After months of planning, The Guild’s vocational services department was excited to open The Guild School Store at the end of February. The store, which carries snack items, school supplies, crafts, toys, and more, is located in the administrative wing of the school campus.

Elise Fair, Vocational Training Teacher with The Guild, led efforts to design and create the store. She says that it will provide a structured environment for students to practice appropriate shopping and purchasing behaviors that they can use in the community.

“A lot of times, when we’re out in the community, it’s hectic, and we can’t go through the process of buying something step-by-step,” said Elise. “The School Store will allow students to take their time making purchases and practice the skills needed to be successful in the community.”

From set-up to break-down, the store is entirely student-run. Students can work paid shifts at the store daily to develop their employment-based skills. Until now, the primary site of employment for Guild School students has been the student-run Coffee Shop. Elise says the School Store can employ even more students than the Coffee Shop, given the broad, flexible range of skillsets required.

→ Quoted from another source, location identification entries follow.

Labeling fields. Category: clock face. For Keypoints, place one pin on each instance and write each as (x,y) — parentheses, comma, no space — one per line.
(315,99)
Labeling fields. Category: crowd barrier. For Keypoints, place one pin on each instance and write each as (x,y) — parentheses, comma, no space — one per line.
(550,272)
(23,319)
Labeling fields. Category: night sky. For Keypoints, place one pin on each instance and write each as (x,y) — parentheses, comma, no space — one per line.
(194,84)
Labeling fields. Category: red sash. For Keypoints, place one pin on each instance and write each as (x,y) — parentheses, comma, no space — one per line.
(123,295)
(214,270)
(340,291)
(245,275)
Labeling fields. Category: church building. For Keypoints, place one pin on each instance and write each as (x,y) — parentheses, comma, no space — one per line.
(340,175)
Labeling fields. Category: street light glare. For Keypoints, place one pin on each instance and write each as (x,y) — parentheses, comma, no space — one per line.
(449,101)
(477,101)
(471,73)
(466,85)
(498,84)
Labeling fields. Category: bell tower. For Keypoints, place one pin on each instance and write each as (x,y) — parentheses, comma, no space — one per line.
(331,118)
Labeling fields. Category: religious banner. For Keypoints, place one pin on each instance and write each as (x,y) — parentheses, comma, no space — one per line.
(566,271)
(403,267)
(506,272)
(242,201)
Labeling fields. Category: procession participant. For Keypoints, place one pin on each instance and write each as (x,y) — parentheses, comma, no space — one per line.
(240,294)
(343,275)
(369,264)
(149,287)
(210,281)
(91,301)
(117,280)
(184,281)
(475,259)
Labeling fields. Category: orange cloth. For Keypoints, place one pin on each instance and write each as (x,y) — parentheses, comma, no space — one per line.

“We wanted to create more opportunities and increase accessibility for students to develop and hone their employment skills in a real work environment,” said Elise.

The Guild’s Vocational Services department understands that people with disabilities are significantly underrepresented in the workforce and face unique challenges in gaining employment. Those who receive job development and placement training from a young age have greater success securing lasting jobs. Vocational services staff members accordingly work with each student to identify their career interests and develop their personalized employment-based goals.

Shawn Massak, Employee Services Manager with The Guild, says that the store allows students to practice a wide range of skills applicable to a post-graduation work environment. “The students working in the store gain experience in stocking and pricing items, maintaining inventory, operating a point-of-sale system, giving change, and practicing customer services scenarios,” he said. “I see the store as a way for students to build skills necessary for community-based opportunities while having a meaningful job on-site.”

As for students, they’re thrilled about having the opportunity to work and shop at the new School Store.

“I like working there,” said one Guild student. When asked about his favorite item that he’s bought so far, he enthusiastically replied, “A fake pink phone!”

Looking ahead, Elise says she’d love to sell Guild apparel and merchandise. She’d also like to support students in ordering items online at the store. For now, she’s focused on keeping current items in stock.

“So far, Gatorade is the students’ favorite item to purchase!” she said.